Achraf Baznani (born 1 January 1979) is a Moroccan artist, filmmaker and photographer.[1] He was born in Marrakesh.[2][3]
Baznani got started in photography by chance. He received a Kodak Ektra Compact 250 camera for his birthday as a teen.[2] Baznani is self-taught and has never taken photography classes.[4] He has made several short films and documentaries. These include "Walk" in 2006 and "The Forgotten" in 2007. "The Immigrant" in 2007 received several national and international awards.[5]
Baznani is best known for being the first artist in the Arab world to publish a photo-book based on surreal imagery.[6] Both books, Through My Lens and Inside My dreams, are surreal.[7] Baznani places himself within his photographs of everyday objects, scenes and amusing situations.[8]
His works were featured in various magazines worldwide like PicsArt, National Geographic,[1] Mambo, Photo+, Amateur Photographer, Fotografe Melhor,[9] Digital Photo magazine.

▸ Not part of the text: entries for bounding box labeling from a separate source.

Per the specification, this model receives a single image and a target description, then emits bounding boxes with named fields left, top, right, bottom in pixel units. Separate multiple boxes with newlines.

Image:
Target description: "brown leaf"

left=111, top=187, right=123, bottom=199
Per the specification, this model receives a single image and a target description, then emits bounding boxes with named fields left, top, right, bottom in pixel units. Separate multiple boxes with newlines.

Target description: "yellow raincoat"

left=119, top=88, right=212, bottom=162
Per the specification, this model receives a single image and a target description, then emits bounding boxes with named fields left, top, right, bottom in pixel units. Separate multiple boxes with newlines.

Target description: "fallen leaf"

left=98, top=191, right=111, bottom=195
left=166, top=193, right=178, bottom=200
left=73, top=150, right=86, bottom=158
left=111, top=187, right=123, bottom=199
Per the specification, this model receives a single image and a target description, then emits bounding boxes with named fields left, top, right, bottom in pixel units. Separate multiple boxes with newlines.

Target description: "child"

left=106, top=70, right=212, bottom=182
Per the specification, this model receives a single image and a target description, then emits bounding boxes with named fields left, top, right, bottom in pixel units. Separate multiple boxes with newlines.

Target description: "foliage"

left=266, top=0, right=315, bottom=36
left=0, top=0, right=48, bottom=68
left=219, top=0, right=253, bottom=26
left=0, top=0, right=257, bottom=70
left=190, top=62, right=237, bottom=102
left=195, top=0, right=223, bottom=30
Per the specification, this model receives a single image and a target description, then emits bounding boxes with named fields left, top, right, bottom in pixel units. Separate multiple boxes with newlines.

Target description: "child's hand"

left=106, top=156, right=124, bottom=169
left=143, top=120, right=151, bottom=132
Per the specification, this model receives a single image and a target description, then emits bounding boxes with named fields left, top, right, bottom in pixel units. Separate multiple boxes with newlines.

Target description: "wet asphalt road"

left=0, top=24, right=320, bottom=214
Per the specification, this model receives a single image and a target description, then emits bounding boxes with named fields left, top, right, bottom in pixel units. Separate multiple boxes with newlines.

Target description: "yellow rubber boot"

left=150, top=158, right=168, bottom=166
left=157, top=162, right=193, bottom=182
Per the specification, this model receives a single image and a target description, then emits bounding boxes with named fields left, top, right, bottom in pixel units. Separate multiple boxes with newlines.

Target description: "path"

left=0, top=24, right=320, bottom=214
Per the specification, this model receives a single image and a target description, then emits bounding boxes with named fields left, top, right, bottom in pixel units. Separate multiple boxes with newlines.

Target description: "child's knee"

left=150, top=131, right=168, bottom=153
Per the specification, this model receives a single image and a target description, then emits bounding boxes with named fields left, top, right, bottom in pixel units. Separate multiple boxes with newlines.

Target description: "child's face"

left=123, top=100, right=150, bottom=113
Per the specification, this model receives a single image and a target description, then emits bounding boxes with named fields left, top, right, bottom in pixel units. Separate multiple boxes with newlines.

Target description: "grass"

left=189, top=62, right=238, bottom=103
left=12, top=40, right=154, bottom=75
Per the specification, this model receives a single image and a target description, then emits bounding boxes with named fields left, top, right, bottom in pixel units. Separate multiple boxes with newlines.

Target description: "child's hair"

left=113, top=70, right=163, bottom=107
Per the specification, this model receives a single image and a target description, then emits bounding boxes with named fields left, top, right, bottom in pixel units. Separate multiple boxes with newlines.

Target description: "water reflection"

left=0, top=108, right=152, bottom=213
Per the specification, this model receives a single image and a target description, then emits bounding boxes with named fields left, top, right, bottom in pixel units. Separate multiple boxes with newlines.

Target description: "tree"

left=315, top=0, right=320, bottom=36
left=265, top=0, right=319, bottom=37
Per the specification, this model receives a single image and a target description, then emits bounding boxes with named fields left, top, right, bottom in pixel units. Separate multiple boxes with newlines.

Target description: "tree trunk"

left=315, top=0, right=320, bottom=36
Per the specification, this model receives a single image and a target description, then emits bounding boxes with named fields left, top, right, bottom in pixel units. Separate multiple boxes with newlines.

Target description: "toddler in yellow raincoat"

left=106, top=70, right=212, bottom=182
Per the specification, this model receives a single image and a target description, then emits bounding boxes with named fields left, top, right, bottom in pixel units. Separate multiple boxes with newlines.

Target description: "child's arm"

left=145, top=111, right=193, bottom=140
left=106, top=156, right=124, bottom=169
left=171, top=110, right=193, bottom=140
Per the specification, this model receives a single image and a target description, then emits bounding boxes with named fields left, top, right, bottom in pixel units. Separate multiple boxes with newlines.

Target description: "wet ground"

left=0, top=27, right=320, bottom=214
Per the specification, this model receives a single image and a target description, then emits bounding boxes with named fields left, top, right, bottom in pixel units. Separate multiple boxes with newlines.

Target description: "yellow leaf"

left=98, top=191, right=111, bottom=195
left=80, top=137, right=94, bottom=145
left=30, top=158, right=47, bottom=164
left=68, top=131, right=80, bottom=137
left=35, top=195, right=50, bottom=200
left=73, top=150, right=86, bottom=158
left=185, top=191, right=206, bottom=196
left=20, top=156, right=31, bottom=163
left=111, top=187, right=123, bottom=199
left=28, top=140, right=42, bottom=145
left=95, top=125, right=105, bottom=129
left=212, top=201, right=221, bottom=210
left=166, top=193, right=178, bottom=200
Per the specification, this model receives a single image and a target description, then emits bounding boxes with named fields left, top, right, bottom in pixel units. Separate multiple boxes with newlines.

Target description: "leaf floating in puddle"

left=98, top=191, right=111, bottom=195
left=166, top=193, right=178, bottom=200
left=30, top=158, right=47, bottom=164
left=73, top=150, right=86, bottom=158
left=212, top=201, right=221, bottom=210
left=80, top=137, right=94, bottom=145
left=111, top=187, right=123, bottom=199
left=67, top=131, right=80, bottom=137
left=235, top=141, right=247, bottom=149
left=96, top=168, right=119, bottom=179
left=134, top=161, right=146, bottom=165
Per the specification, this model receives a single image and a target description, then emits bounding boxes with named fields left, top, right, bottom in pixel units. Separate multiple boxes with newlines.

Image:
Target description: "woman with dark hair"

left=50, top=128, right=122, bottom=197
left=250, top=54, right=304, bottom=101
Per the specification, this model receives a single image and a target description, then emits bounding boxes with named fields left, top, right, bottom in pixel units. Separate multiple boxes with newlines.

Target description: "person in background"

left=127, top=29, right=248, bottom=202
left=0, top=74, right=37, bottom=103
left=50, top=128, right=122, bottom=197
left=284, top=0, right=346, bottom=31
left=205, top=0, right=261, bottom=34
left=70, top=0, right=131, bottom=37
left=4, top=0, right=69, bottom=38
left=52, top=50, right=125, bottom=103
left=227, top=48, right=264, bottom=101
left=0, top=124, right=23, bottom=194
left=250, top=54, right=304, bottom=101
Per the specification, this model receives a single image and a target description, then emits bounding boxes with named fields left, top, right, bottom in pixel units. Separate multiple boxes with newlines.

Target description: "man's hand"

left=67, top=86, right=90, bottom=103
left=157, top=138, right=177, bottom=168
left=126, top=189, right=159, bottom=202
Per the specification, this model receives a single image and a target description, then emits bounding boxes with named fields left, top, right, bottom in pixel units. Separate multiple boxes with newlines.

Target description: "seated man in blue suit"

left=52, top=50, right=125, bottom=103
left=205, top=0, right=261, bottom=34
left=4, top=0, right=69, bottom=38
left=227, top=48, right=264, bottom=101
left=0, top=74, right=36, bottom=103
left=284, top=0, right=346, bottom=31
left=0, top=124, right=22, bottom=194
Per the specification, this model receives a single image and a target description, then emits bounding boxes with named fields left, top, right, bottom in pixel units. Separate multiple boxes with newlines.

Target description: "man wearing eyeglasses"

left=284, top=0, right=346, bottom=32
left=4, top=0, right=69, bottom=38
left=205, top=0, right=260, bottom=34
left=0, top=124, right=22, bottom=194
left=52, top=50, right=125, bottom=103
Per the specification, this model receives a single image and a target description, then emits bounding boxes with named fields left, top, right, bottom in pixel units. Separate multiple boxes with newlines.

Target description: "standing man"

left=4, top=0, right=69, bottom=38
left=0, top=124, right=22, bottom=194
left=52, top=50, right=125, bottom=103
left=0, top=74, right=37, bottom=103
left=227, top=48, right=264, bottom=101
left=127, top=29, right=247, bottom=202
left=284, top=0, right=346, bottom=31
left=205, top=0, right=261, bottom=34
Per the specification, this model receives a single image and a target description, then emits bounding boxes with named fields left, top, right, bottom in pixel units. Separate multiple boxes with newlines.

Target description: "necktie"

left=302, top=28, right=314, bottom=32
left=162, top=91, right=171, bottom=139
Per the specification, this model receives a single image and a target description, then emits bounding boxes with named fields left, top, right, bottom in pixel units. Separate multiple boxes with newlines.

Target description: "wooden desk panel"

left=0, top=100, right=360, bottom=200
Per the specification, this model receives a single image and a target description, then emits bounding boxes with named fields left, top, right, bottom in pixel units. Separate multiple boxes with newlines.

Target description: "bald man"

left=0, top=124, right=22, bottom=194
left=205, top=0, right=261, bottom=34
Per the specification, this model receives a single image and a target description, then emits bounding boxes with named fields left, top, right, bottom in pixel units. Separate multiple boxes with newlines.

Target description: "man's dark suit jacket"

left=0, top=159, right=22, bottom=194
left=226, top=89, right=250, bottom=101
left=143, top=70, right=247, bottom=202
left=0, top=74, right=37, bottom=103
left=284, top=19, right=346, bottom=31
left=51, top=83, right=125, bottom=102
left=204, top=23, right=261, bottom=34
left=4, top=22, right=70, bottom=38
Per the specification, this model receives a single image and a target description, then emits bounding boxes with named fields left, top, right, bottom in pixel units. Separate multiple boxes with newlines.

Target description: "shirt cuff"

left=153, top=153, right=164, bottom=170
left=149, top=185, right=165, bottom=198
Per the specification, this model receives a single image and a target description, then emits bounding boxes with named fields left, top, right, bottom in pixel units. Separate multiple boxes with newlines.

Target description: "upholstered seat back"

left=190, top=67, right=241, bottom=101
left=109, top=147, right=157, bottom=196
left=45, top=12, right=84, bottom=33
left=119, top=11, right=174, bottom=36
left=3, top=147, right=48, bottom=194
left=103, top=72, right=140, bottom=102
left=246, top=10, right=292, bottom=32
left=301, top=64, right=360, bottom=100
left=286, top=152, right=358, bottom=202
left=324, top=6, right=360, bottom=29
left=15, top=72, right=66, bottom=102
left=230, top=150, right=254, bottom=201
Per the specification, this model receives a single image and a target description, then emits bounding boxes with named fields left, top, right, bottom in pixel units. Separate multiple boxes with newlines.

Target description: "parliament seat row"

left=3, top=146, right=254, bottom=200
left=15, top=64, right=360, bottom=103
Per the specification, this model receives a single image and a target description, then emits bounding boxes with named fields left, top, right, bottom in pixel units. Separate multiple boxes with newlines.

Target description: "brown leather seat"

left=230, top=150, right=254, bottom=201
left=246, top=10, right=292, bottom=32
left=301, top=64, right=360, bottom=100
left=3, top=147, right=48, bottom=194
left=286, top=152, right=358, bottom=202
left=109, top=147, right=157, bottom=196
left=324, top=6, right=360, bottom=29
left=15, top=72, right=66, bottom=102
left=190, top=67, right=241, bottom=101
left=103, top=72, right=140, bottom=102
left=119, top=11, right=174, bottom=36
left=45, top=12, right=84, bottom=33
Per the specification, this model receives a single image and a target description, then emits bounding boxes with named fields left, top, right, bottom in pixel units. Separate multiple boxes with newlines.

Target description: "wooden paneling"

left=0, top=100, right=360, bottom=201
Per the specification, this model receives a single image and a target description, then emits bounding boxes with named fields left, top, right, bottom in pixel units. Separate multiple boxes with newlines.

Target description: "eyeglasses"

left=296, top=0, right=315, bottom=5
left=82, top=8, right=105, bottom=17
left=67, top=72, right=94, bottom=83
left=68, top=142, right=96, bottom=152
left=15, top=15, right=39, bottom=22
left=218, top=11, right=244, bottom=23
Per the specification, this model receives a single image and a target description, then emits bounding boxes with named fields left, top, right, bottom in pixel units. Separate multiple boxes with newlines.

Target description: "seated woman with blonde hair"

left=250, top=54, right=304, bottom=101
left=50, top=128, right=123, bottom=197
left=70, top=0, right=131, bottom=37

During 2014, he completed his "52 Project Archived 2016-05-14 at the Wayback Machine", a personal mission which he committed to taking a picture every week in a row for a year.
On April 29th, 2015, Joel Robinson, a Canadian photographer, accused Achraf Baznani of plagiarism. His evidence was a long article, published both on his website and petapixel.com, that the Moroccan photographer used his work in a way that amounted to plagiarism.[10][11]
Although Robinson did not mention Baznani by name, the nature of the case was said by Robinson to be as follows. Robinson's originals all had a photo of himself in the middle of a graphic design of some kind. In each case, Baznani removed Robinson's image and replaced it with one of himself.[12]